With just a day to go for the Punjab assembly election results, punters are said to have staked hundreds of crores of rupees on the possible outcomes.
According to insiders in the trade, the satta market has predicted that the Congress will form the next government by getting 62-63 seats. The ruling SAD-BJP alliance will sit in the Opposition this time by securing 48-50 seats (SAD: 40-41, BJP: 8-9), while the People’s Party of Punjab (PPP) and others will get five seats.
The odds are 3:1 and 1.3:1 in favour of the SAD-BJP and the Congress, respectively. Those who put Rs 1 lakh on the Congress will get Rs 1.30 lakh if the party wins the elections.

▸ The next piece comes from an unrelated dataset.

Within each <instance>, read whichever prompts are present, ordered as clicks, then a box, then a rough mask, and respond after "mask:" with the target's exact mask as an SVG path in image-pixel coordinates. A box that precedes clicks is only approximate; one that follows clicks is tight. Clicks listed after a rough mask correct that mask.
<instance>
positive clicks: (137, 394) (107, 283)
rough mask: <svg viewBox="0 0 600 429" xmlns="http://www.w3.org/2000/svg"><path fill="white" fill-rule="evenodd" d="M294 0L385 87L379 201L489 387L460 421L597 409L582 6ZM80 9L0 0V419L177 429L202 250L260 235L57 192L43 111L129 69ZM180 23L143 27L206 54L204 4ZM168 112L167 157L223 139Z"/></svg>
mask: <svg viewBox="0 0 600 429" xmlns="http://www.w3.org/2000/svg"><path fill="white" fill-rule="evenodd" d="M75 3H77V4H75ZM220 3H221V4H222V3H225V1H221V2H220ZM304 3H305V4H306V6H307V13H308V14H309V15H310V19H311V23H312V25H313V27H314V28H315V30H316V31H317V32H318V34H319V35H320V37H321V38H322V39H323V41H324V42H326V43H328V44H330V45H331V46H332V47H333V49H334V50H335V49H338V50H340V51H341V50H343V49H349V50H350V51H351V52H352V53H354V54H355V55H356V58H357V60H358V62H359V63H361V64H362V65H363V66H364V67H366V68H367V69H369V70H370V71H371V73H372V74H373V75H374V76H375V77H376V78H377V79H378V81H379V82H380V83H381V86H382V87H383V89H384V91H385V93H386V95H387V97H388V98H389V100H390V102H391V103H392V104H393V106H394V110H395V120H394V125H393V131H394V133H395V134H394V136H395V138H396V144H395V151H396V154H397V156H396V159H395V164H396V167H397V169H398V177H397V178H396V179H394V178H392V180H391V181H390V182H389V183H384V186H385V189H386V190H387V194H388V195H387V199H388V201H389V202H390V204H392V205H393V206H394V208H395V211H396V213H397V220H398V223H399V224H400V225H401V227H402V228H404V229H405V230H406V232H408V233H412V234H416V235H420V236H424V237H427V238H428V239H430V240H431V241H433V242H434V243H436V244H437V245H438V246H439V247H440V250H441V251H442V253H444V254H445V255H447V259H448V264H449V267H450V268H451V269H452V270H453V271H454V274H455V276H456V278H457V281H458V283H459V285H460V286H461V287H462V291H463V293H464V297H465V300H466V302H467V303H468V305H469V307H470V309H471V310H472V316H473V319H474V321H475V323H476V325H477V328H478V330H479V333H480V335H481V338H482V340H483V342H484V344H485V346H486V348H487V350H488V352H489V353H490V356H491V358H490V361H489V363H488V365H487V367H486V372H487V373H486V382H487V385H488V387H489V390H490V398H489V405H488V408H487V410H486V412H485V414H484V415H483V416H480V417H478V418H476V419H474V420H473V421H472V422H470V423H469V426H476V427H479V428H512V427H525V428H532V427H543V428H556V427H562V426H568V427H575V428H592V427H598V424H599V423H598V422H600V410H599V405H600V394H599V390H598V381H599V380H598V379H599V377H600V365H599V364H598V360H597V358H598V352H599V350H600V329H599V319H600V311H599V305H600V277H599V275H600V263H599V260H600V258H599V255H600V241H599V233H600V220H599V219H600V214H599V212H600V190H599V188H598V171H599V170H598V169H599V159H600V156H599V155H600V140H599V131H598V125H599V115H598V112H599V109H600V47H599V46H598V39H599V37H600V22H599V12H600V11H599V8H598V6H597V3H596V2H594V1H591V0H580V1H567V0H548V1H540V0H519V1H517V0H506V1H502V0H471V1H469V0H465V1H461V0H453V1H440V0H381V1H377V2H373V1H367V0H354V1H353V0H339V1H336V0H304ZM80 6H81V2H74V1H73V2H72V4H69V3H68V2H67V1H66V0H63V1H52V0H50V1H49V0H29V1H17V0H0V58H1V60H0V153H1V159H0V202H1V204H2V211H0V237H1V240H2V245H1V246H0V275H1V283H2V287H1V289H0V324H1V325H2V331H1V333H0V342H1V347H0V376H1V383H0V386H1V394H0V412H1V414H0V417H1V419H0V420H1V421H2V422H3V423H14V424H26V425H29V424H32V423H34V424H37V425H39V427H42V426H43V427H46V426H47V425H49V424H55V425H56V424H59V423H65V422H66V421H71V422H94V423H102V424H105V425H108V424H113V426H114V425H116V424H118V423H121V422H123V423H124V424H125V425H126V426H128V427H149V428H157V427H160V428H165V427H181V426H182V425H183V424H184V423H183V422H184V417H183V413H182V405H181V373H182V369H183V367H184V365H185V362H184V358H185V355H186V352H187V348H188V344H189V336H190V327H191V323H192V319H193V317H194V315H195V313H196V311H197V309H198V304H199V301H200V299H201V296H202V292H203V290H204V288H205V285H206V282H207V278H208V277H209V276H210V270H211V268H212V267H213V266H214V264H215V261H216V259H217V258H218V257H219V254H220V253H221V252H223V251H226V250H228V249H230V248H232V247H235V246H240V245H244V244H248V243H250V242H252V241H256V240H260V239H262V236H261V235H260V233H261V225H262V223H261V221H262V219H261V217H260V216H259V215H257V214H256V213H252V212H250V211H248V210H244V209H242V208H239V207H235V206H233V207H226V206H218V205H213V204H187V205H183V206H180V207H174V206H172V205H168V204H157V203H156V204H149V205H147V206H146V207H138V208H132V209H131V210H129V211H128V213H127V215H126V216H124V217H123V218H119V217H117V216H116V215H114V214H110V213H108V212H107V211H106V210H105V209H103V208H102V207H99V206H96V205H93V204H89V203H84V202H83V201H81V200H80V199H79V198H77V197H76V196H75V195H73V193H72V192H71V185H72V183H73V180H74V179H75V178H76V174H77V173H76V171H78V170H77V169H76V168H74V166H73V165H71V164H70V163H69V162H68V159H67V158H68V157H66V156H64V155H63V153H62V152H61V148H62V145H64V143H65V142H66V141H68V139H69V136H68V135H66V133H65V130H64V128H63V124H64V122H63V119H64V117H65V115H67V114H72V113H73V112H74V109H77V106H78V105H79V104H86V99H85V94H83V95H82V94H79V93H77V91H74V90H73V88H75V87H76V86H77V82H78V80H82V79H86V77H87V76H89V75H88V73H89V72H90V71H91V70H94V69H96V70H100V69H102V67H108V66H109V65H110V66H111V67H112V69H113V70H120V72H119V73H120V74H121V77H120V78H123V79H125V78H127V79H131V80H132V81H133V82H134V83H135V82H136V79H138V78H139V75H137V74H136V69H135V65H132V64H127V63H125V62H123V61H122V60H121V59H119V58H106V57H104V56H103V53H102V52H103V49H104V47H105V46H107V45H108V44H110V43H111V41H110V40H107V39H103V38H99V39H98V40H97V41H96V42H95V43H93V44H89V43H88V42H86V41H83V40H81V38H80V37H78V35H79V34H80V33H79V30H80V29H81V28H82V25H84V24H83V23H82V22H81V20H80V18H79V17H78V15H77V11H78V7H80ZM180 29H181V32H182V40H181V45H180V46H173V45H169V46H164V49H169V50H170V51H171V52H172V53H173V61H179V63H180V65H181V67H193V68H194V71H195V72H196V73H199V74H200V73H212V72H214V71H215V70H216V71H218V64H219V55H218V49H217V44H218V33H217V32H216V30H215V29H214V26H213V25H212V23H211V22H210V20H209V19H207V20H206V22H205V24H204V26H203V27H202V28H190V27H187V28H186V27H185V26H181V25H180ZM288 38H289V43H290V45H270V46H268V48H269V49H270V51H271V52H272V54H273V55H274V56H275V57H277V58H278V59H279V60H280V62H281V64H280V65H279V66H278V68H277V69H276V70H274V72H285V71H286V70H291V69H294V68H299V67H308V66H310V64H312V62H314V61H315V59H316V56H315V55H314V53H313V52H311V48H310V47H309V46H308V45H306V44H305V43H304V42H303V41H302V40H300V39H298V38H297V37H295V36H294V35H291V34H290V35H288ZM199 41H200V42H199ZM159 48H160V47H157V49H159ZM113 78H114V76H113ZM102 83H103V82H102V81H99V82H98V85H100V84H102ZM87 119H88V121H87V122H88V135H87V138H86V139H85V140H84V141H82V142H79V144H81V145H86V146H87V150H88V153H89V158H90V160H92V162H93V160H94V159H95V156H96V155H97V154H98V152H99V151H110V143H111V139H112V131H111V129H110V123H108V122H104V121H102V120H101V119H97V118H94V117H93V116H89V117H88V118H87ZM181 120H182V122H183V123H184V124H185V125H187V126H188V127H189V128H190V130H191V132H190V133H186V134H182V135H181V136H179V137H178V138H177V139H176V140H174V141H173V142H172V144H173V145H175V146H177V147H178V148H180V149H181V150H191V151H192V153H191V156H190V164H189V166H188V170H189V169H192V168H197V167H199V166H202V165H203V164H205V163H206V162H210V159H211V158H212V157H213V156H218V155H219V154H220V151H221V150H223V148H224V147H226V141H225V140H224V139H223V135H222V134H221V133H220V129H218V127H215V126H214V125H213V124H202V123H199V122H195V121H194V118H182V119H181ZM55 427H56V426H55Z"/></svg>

Those betting Rs 1 lakh on the SAD-BJP will get Rs 3 lakh if the alliance returns to power.
The key questions for the bettors are: how many seats will the Congress, SAD-BJP and the PPP win? Who will win from Lambi (chief minister Parkash Singh Badal, brother Gurdas Badal of the PPP or Congress candidate Mahesh Inder Singh Badal)?
Which candidate(s) will win or lose from key constituencies such as Gidderbaha, Maur, (from where PPP president Manpreet Singh Badal is contesting), Lehra (Congress heavyweight Rajinder Kaur Bhattal pitted against PPP’s Bhagwant Mann), Samana (PPCC chief Capt Amarinder Singh’s son Raninder Singh versus Akali stalwart Surjit Singh Rakhra), Bathinda, Rampura Phul, Guru Har Sahai and Barnala, and by how many votes?
In the 2007 assembly elections, the satta market’s predictions had proved accurate to a great extent. At that time, they had given 67 seats to the SAD-BJP alliance (SAD: 55, BJP: 12) and 47 to the Congress. Although the total figure for the coalition turned out to be the same (67), the SAD had got 48 seats and the BJP, 19. The Congress had bagged 44 seats.
Sources said the satta market has gone high-tech, with mobile phones and the internet defining the way the business is conducted. Market insiders said they were in touch with political leaders to get a hang of the emerging political situation. Senior leaders of various parties, besides civil and police officials, are also said to be getting feedback from sources in the satta market.
A bookie involved in inter-state operations said on the condition of anonymity that the amount of money at stake in election-related satta was directly proportional to the electorate’s interest in the elections. He added that after the results were announced, unaccounted money, which could run into crores of rupees, would change hands.
On how the system worked, he said, “We place our bet on the telephone. The rest depends on trust. There is no paper work. We pay or get the money from the person we talk to.”